The online service Wikipedia in Marble retrieves wikipedia articles by location from geonames.org and displays them on the map. The service is limited to a certain number of daily queries since some time. This task is about researching a way to use wikilocation.org as an additional source for wikipedia articles. Either - query articles from both geonames and wikilocation in parallel - replaces geonames with wikilocation or - run wikilocation when detecting that we used up the limit To decide for the best approach this task is about doing some research wrt to the quality of both services: - Do both differ in the articles they provide? Compare a couple of sample locations - What kind of additional information do they provide that is useful for Marble? - Are there any speed differences between them? See http://wikilocation.org/documentation/#api-articles and http://www.geonames.org/export/wikipedia-webservice.html#wikipediaBoundingBox
I want to work on this task!
So is this task supposed to be only research-based, or is there some coding present in it as well?
I don't expect any coding here (or none that would end up in Marble directly, you might want to do some script or similar though to visualize the API call results to compare the results for similar regions).

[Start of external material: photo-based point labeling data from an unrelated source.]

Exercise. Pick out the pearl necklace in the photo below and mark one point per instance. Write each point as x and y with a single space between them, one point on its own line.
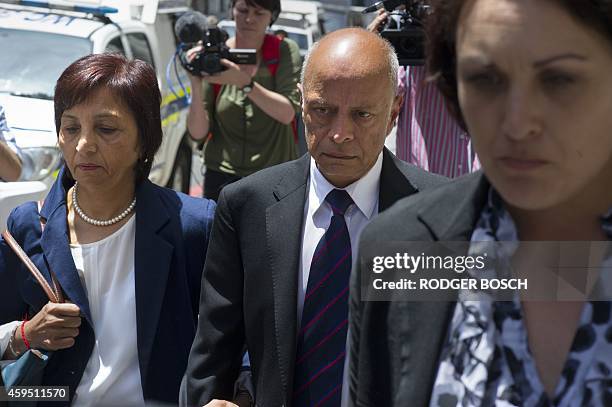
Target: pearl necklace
97 222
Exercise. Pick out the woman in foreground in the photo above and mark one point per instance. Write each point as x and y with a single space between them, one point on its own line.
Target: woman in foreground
531 82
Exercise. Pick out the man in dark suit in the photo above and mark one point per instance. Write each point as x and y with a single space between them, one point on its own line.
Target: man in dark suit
283 240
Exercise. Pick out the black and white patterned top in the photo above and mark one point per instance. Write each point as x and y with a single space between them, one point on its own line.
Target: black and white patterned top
486 359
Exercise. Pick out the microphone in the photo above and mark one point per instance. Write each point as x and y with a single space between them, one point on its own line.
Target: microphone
191 27
389 5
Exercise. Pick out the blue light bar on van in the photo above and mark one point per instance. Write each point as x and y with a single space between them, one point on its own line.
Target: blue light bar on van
53 6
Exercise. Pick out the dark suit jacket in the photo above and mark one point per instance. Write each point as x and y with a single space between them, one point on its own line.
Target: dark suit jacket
171 239
395 345
249 288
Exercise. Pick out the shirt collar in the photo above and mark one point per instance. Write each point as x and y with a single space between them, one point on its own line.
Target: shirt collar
364 191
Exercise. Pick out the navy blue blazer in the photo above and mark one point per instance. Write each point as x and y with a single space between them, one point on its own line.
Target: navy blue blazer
172 231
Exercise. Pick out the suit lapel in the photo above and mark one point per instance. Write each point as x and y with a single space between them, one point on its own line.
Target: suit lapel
393 183
423 325
56 246
152 258
284 221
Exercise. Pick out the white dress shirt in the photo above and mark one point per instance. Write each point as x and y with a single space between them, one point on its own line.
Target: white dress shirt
317 217
106 270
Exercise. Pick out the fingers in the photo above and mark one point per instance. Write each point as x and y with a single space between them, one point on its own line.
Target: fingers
57 344
54 327
220 403
191 53
229 64
67 309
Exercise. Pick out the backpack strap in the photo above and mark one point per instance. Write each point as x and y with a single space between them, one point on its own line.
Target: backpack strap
270 51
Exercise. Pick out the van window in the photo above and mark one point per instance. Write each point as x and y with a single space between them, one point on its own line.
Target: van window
115 45
36 60
140 47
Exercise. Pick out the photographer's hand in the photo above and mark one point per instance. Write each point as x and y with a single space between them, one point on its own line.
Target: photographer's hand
377 24
237 75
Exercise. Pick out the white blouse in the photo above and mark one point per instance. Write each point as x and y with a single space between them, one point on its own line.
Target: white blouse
106 270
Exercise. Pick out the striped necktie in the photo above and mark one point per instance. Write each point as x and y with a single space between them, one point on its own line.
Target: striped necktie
322 337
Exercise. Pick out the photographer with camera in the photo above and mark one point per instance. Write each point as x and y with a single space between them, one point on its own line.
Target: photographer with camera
246 112
427 133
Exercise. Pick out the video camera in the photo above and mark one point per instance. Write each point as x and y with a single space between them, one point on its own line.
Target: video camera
192 28
404 28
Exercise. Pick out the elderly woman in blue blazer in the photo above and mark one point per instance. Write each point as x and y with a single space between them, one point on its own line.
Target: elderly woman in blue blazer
127 254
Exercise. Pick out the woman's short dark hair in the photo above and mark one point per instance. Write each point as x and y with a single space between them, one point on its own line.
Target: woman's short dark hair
442 31
273 6
134 82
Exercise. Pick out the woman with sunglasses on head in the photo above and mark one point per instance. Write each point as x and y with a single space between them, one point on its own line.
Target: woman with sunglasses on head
246 113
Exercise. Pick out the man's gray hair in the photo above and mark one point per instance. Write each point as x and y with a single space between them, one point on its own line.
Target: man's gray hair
392 62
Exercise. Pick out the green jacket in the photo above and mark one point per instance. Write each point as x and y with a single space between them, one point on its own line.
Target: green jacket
244 138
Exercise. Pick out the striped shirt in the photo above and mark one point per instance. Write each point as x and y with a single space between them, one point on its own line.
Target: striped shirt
427 135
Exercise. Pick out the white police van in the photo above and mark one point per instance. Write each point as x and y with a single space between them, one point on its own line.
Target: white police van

Okay, actually I was thinking if it would be possible to maybe assign this task to the others and assign me in the next task instead. I am sorry I should not have gone for this task in such a hurry and messing it up in midway like this.
No worries ;-)
Thank you :)
I want to work on this task.
I made some research and came to these conclusions: - The two services do not differ too much in the articles they provide: one difference which may be interesting is that geonames.org provides a small summary of the entry. However, both provide wikipedia urls so if one wants to read more about it, it would be only one click away. - As I previously said, they both offer almost the same information to marble. There are, tough, some small differences: geonames provides elevation in addition; wikilocation, however, returns the distance from the given point. The two services work similarly. They differ, however, in that in geonames you give a bounding box and it returns the wikipedia entries within that bounding box while in wikilocation you give a point by it's lat and lng and optionally a radius to search witin and limit for the number of results you want to return. - As far as time is concerned, I spoted some differences. I made some tests, and it took "real 0m5.679s" for geonames to provide 20 entries while wikilocation returned 9 articles in "real 0m6.602s" so almost 1 second difference and it returned half of the entries return by geonames. In conclusion, taking into consideration the time differences I think that replacing geonames with wikilocation would be the worst solution. I think that neither the last solution, "run wikilocation when detecting that we used up the limit" is not very good because when the limit would be reached, the difference of speed would be obvious. So my opinion is that querying articles from both geonames and wikilocation in parallel would be the best solution. PS: I couldn't make more tests because geonames said I reached the number of credits for the day. I tried to change the username but however, it didn't let me check more than one or two xml files.
The timing results here (Germany, Sunday morning local time) are - about 2 seconds for wikilocation (high variance) - 0.1 seconds for geonames (low variance) Clear win for geonames, but that doesn't rule out wikilocation. For geonames I used our marble username without any problems. Which username did you use? The demo one is often problematic as it is shared by all users trying their API. I agree that replacing geonames with wikilocation is not an option right now, but I feel that detecting problems with geonames and only then working with wikilocation might be the better approach. It avoids unnecessary network traffic and duplicated results shown over each other in the map.
Yes, I only used the demo user and some random usernams. I didn't know that I can use my marble username. I think that your conclusion of detecting problems with geonames and then using wikilocation is close to what I thought since I specifically excluded the option of replacing geonames with wikilocation too. I wasn't sure which of the other two to choose and I considered as a criterion the difference of speed. However, at a second thought, I think that you are right and it is more important to avoid unnecessary network traffic and duplicated results so running wikilocation when detecting that we used up the limit would be the best option.